Statement from Prince George’s County Council District 4 Candidate on Recent Agency Operations
Add City of office headquarters, MD - Candidate for County Council District 4, Euniesha Davis, joined her friends and neighbors at a recent listening session hosted by the Prince George’s County Council Chair. As the previous Director of the Office of Community Relations, Euniesha carries intimate knowledge of the inner workings of the PGC311 call service system, including the continuity of operations plan (COOP), which she shared with members of the Council as they prepared to embark on their fact finding and oversight role.
“As a former Director, it was deeply troubling to hear that residents calling PGC311 faced wait times approaching forty minutes - before the system was temporarily taken offline.

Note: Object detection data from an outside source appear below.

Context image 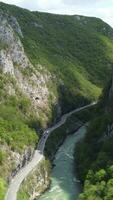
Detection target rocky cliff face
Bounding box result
[18,159,50,200]
[0,13,57,120]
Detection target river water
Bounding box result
[38,127,86,200]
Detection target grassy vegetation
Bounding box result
[45,107,95,159]
[79,165,113,200]
[0,3,113,112]
[75,81,113,200]
[17,159,51,200]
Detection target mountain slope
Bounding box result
[76,77,113,200]
[0,1,113,115]
[0,3,113,200]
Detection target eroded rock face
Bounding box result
[20,159,50,200]
[0,13,57,120]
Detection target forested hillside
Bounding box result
[0,2,113,200]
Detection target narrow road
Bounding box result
[5,102,97,200]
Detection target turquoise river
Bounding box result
[38,126,86,200]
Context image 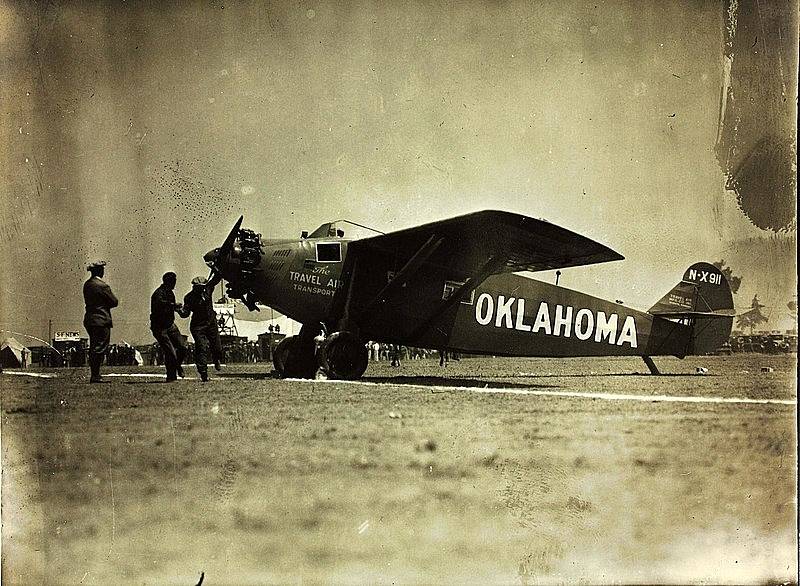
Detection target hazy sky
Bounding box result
[0,0,795,342]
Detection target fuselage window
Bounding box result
[442,281,475,305]
[317,242,342,262]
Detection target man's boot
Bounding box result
[89,354,103,383]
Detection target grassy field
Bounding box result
[0,355,797,585]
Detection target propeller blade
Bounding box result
[217,216,244,259]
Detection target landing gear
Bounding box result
[272,327,369,380]
[272,335,317,378]
[317,331,369,380]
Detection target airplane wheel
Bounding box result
[318,332,369,380]
[272,336,317,378]
[272,336,297,378]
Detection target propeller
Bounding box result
[208,216,244,287]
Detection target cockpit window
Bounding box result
[317,242,342,262]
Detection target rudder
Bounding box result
[649,262,735,354]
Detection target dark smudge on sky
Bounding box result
[0,1,794,342]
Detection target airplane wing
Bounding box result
[330,211,623,340]
[348,210,624,273]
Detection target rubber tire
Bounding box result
[318,331,369,380]
[272,336,317,378]
[272,336,297,378]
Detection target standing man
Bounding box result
[150,271,186,382]
[178,277,222,382]
[83,260,119,383]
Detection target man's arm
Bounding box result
[101,283,119,307]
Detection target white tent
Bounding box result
[0,338,31,368]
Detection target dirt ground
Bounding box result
[0,355,797,585]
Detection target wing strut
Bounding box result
[409,256,505,341]
[356,234,444,319]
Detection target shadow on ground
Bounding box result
[361,376,557,389]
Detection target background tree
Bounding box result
[736,295,767,336]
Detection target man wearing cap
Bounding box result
[178,277,222,382]
[83,260,119,383]
[150,271,186,382]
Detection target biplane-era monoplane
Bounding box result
[205,211,734,379]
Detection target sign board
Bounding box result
[53,332,81,342]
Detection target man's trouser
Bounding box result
[191,323,222,380]
[86,326,111,381]
[151,324,186,380]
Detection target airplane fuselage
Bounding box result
[251,237,690,356]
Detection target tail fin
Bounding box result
[649,262,735,354]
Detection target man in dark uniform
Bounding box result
[178,277,222,382]
[83,260,119,383]
[150,271,186,382]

It appears the system may not have followed its own continuity of operations plan.
“Let me reassure residents: this operation was designed to handle call surges. I know this because I built it.
“I built the PGC311 system that reduced call wait times from over five minutes to roughly thirty seconds, and maintained that performance even during the COVID pandemic. Our call takers were meant to be trained before emergencies, not during them.
“For more than six years, the call center consistently maintained answer times of under forty-five seconds during even the most demanding periods. That record was not accidental - it was the result of planning, investment, and respect for residents.
“What appears to have happened here, whether due to poor planning, unclear leadership, or an unwillingness to invest ahead of the moment, risks undoing years of public trust.
“Yes, emergencies cost money. Setting up a temporary call center or a dedicated response unit for snow-related requests would cost money, but that is precisely what planning and responsible budgeting are meant to address.
“The system is designed to function through proactive preparation, not reactive scrambling.”